Cambridgeshire (1610)

The colouring of the dress on the maps is arbitrary: the contemporary painters had little idea of the appropriate colours, which naturally depend in any case on correct identification of the robes. And modern colourists of the old maps do no better.

Alex Kerr 2013

John Baker in his 1984 article The Dress of the Cambridge Proctors in Costume recognised that the figures on the right were a DD and a proctor in Congregation dress. The DD wears an open-sleeved black gown. Over this he has the scarlet cope, which is still worn, now open down the front, by the Cambridge vice-chancellor when admitting to degrees. The proctors black mantle later shrank to become the cape-like ruff, still part of the Cambridge proctorial dress.

DD in Congregation (Vice-Chancellor) - Proctor

The two figures on the left may represent a Cambridge regent MA and a doctor in a lay faculty (LLD or MD) in Congregation dress. The MA (like the proctor) is still wearing the open-sleeved gown that would be replaced a few years later by the bag-sleeved undress gown that we associate with MA dress today. The lay doctors gown has coat-style sleeves, one of several acceptable patterns at this time. Over this he wears a cappa, scarlet like the DDs, with armholes above the elbows and redundant sleeves or pendants trimmed with a bar of fur hanging behind the arms. This garment went out of use in the early 19th century.

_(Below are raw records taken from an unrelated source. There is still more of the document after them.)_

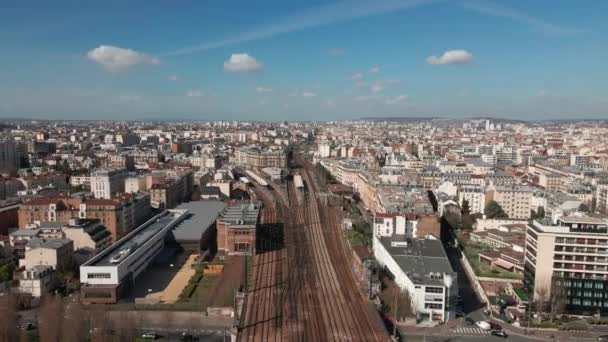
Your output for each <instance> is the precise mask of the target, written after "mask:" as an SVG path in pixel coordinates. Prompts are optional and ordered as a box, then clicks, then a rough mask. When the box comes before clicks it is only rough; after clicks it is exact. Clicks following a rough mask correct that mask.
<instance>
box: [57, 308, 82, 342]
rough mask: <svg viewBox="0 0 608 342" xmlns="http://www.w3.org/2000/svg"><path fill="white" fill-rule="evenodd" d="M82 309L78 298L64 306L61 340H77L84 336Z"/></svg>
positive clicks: (77, 340)
mask: <svg viewBox="0 0 608 342" xmlns="http://www.w3.org/2000/svg"><path fill="white" fill-rule="evenodd" d="M82 316H83V310H82V306H81V304H80V302H79V301H78V300H73V301H71V302H69V303H68V304H67V305H66V306H65V319H64V320H63V326H62V329H61V332H62V339H61V340H62V341H66V342H79V341H83V340H84V339H85V337H86V334H85V332H86V327H85V325H84V323H85V320H84V319H83V317H82Z"/></svg>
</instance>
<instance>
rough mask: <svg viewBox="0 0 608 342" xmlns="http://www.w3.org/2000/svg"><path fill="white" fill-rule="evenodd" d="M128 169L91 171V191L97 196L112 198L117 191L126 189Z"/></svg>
mask: <svg viewBox="0 0 608 342" xmlns="http://www.w3.org/2000/svg"><path fill="white" fill-rule="evenodd" d="M128 176H129V172H128V171H127V169H97V170H95V171H93V172H91V177H90V182H91V191H92V192H93V195H94V196H95V198H103V199H111V198H112V196H113V195H114V194H115V193H117V192H124V191H125V179H126V178H127V177H128Z"/></svg>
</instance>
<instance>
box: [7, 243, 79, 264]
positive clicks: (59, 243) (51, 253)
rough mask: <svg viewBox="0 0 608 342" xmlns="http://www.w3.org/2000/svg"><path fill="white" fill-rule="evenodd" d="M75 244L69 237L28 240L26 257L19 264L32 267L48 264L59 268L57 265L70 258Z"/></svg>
mask: <svg viewBox="0 0 608 342" xmlns="http://www.w3.org/2000/svg"><path fill="white" fill-rule="evenodd" d="M73 246H74V244H73V242H72V241H71V240H67V239H40V238H34V239H31V240H30V241H28V243H27V245H26V248H25V258H24V259H21V260H19V266H20V267H25V269H28V270H29V269H32V268H33V267H34V266H36V265H48V266H51V267H52V268H53V269H57V265H58V264H60V263H62V262H65V261H67V260H68V258H70V256H71V255H72V252H73V250H74V247H73Z"/></svg>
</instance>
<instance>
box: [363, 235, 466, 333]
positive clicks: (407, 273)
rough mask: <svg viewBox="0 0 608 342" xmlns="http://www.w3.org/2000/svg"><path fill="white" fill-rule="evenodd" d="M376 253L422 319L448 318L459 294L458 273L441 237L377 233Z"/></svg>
mask: <svg viewBox="0 0 608 342" xmlns="http://www.w3.org/2000/svg"><path fill="white" fill-rule="evenodd" d="M373 248H374V256H375V257H376V260H377V261H378V263H379V264H380V265H381V266H382V267H384V268H385V269H386V270H388V271H389V272H390V273H391V274H392V275H393V277H394V280H395V283H396V284H397V285H398V286H399V287H400V288H401V289H402V290H404V291H407V292H408V294H409V297H410V300H411V304H412V308H413V310H414V311H415V313H416V316H417V318H418V319H420V320H427V321H428V320H433V321H444V322H445V321H447V320H448V319H450V318H451V315H450V313H449V312H450V311H451V310H452V306H453V304H454V303H455V301H456V298H457V296H458V281H457V275H456V272H454V270H452V267H451V266H450V262H449V260H448V258H447V255H446V254H445V251H444V250H443V246H442V244H441V241H439V240H434V239H426V240H424V239H407V238H405V236H403V235H401V236H399V235H394V236H392V237H381V236H377V235H374V238H373Z"/></svg>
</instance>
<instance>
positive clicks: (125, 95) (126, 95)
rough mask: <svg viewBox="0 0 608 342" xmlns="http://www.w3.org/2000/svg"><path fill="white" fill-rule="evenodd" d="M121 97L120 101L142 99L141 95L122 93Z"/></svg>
mask: <svg viewBox="0 0 608 342" xmlns="http://www.w3.org/2000/svg"><path fill="white" fill-rule="evenodd" d="M118 98H119V99H120V101H123V102H137V101H139V100H141V96H139V95H128V94H127V95H120V96H119V97H118Z"/></svg>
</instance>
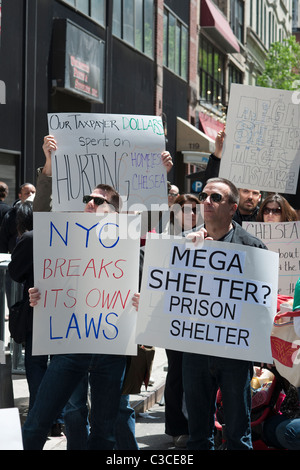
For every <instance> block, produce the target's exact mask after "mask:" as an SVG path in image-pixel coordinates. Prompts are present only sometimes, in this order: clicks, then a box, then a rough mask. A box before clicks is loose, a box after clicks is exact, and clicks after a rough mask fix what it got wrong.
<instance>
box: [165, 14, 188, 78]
mask: <svg viewBox="0 0 300 470" xmlns="http://www.w3.org/2000/svg"><path fill="white" fill-rule="evenodd" d="M163 46H164V65H165V66H166V67H168V69H170V70H172V72H174V73H176V74H177V75H179V76H180V77H182V78H183V79H184V80H187V76H188V28H187V27H186V26H185V25H184V24H183V23H182V22H181V21H180V20H179V19H178V18H177V17H176V16H175V15H174V14H173V13H171V12H170V11H169V10H167V9H165V12H164V44H163Z"/></svg>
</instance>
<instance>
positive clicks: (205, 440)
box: [183, 178, 266, 450]
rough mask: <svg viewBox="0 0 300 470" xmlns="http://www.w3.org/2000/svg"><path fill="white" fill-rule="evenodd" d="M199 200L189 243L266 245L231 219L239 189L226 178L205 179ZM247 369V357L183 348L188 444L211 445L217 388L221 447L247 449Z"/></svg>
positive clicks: (196, 449)
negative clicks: (222, 398)
mask: <svg viewBox="0 0 300 470" xmlns="http://www.w3.org/2000/svg"><path fill="white" fill-rule="evenodd" d="M199 199H200V201H201V203H202V204H203V217H204V226H203V227H202V228H201V229H200V231H199V232H196V233H192V234H189V235H188V236H187V238H190V239H191V240H192V241H194V243H195V244H197V242H202V241H203V240H204V239H209V240H218V241H225V242H228V243H237V244H243V245H249V246H254V247H257V248H263V249H266V246H265V245H264V243H263V242H261V241H260V240H259V239H258V238H256V237H253V236H252V235H250V234H249V233H248V232H246V231H245V230H244V229H243V228H242V227H241V226H240V225H239V224H238V223H236V222H235V221H234V220H232V219H233V216H234V213H235V211H236V209H237V207H238V202H239V192H238V190H237V188H236V187H235V186H234V185H233V184H232V183H231V182H230V181H228V180H226V179H223V178H212V179H209V180H208V181H207V183H206V185H205V187H204V189H203V192H202V193H200V195H199ZM252 370H253V367H252V363H251V362H250V361H244V360H239V359H238V358H237V359H226V358H221V357H213V356H208V355H201V354H191V353H184V355H183V383H184V392H185V398H186V406H187V414H188V419H189V433H190V440H189V442H188V449H191V450H209V449H213V448H214V413H215V398H216V394H217V390H218V388H220V389H221V393H222V398H223V403H224V411H225V416H226V418H225V421H226V423H225V424H226V438H227V448H228V449H232V450H233V449H234V450H242V449H245V450H248V449H252V440H251V421H250V413H251V392H250V380H251V377H252ZM233 391H234V393H233Z"/></svg>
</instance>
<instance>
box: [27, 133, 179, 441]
mask: <svg viewBox="0 0 300 470" xmlns="http://www.w3.org/2000/svg"><path fill="white" fill-rule="evenodd" d="M43 150H44V154H45V157H46V161H45V165H44V167H43V168H42V169H41V170H40V172H39V177H38V180H37V199H36V204H35V206H34V211H51V192H52V178H51V175H52V171H51V152H52V151H53V150H56V142H55V140H54V138H53V137H52V136H46V137H45V138H44V145H43ZM162 161H163V164H164V166H165V167H166V170H167V171H169V170H170V169H171V168H172V165H173V163H172V158H171V156H170V154H169V152H163V154H162ZM83 204H85V207H84V211H85V212H102V213H106V212H119V210H120V208H121V198H120V196H119V194H118V193H117V191H115V190H114V189H113V188H112V187H111V186H108V185H105V184H99V185H98V186H97V187H96V188H94V189H93V191H92V193H91V194H89V195H84V196H83ZM31 249H32V247H31ZM33 290H34V289H33ZM36 291H37V290H36ZM30 298H31V306H34V305H36V302H38V301H39V299H40V294H39V292H38V291H37V292H33V293H31V297H30ZM125 368H126V357H125V356H121V355H109V354H65V355H54V356H53V359H52V360H51V362H50V364H49V366H48V368H47V371H46V372H45V375H44V377H43V380H42V382H41V384H40V387H39V394H38V395H37V397H36V400H35V403H34V406H33V408H32V409H31V410H30V412H29V413H28V416H27V420H26V422H25V424H24V427H23V444H24V449H25V450H42V448H43V446H44V443H45V441H46V438H47V433H48V430H49V427H51V423H52V421H53V420H54V418H55V416H56V414H57V413H58V412H59V411H60V410H61V408H62V407H64V406H65V404H66V403H67V406H66V408H65V416H64V418H65V424H66V431H67V432H66V434H67V448H68V449H69V450H84V449H89V450H112V449H113V448H114V447H115V445H116V442H115V423H116V420H117V417H118V414H119V404H120V398H121V392H122V385H123V379H124V374H125ZM88 373H89V378H90V386H91V415H90V416H91V427H90V433H89V434H88V432H87V407H86V393H87V377H88ZM74 424H75V427H74ZM71 425H72V432H70V431H71ZM69 426H70V427H69Z"/></svg>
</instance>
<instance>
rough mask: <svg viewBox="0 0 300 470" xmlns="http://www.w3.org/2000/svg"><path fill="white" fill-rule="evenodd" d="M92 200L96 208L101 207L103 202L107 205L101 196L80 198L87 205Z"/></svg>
mask: <svg viewBox="0 0 300 470" xmlns="http://www.w3.org/2000/svg"><path fill="white" fill-rule="evenodd" d="M92 200H93V201H94V203H95V204H96V206H101V204H104V203H105V202H107V203H108V200H107V199H105V198H104V197H101V196H83V198H82V202H83V203H84V204H88V203H89V202H90V201H92Z"/></svg>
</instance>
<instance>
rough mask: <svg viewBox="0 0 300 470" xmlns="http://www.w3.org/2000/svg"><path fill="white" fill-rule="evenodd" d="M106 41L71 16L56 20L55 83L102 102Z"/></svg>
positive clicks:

Regent MA Lay doctor in Congregation

Alex Kerr 2013

It seems likely that Speed intended to illustrate the corporate identity of Cambridge University by four representative senior figures: a regent master, a lay doctor, a DD doubling as vice-chancellor, and a proctor. The doctors are bearded and wear the neck ruff still fashionable for professional gentlemen of mature years. The MA and the proctor are younger, clean-shaven and wear the turn-down collar known as a falling band, preferred by the younger generation at this time. All four wear a square cap, which seems to have soft corners, as we would expect at this date. This evolved into the stiff mortar-board only a couple of decades later. The bunches of hair on the sides of the head look anachronistic to me and I wonder whether in the original sketches these were meant to be the side pieces often found on the skull part of the cap covering the upper part of the ear, before wigs became fashionable. All four have hoods lined with fur. Fur rather than silk still seems to have been usual at this time for masters and doctors in full dress and for doctors in Congregation dress or (at Oxford) Convocation dress. (In the previous century silk had been permitted as an alternative to fur only for summer use.) By the later 17th century silk had replaced fur for masters and doctors, in practice if not in the regulations, except - as it happens - on Cambridge doctors Congregation dress and the Oxford proctors hood, where fur remains to this day. There is every reason to think these drawings are pretty accurate, even though they are simple sketches added to the maps as decoration. For our purpose they are in fact valuable evidence of academic dress in the first decade of the 17th century, when there are few portraits, engravings and other pictorial material to go on.